Rethinking the Role of PPO in RLHF
The process of Reinforcement Learning with Human Feedback (RLHF) utilises a dominant RL optimizer called Proximal Policy Optimization (PPO), an important component of the training behind powerful virtual assistants such as GPT-4, Claude-2, Bard, and Bing Chat. However, current RLHF processes exhibit a tension between the reward learning phase, which uses human comparison, and the RL fine-tuning phase, which optimises a non-comparative reward. This discrepancy can amplify problems, especially in language generation.
This article presents an innovative solution called Pairwise Proximal Policy Optimization (P3O) that addresses this issue. P3O harmonises training at both the reward learning and RL fine-tuning stages, allowing RL to operate in a comparative manner.
RLHF is a multi-stage process. The Supervised Fine-Tuning Stage involves pre-training a model to mimic human responses using a high-quality dataset. The Reward Modeling Stage prompts the model with prompts to produce pairs of responses. These response pairs form a dataset which is presented to human labellers who express a preference for one answer over another. This comparative feedback trains the reward model. Finally, in the RL Fine-Tuning Stage, the SFT model serves as the basis and an RL algorithm maximises the reward while limiting deviation from the initial policy. However, there is an issue with this process because the reward scale information from a prompt can disrupt the policy, causing it to fail to learn a useful part – the relative preference represented by the reward difference.

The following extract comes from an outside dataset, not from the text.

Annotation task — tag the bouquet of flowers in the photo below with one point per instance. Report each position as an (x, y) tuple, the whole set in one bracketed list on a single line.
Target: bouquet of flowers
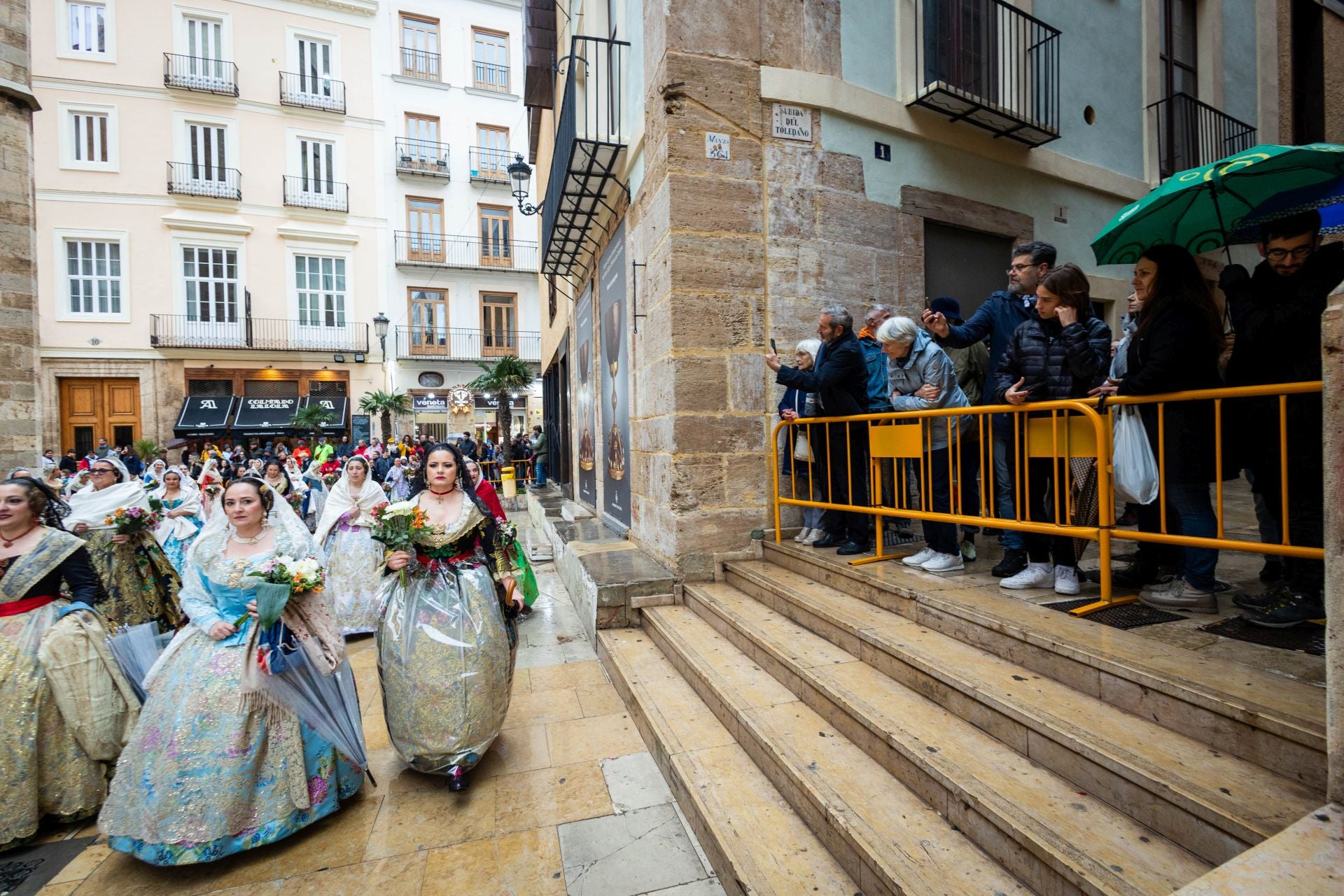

P3O offers a solution by incorporating the Pairwise Policy Gradient which relies on the difference between rewards, bypassing certain issues related to reward translation. This algorithm, enhanced with Importance Sampling and Clipping for performance improvement, is effective not only for maintaining the trade-off between KL divergence and reward but also for alignment with large language models.
P3O was evaluated through summarisation and question-answering tasks. The results showed that P3O outperformed PPO and DPO in terms of both the KL-Reward frontier and the GPT-4 win-rate. Therefore, P3O is a more promising method for aligning large language models with human preference.
By presenting the RLHF framework and the P3O method, this article contributes to the crucial work on aligning large language models with human preferences using reinforcement learning. These ground-breaking findings are based on a recent paper and blog titled `Pairwise Proximal Policy Optimization: Harnessing Relative Feedback for LLM Alignment` published in the journal arXiv in 2023.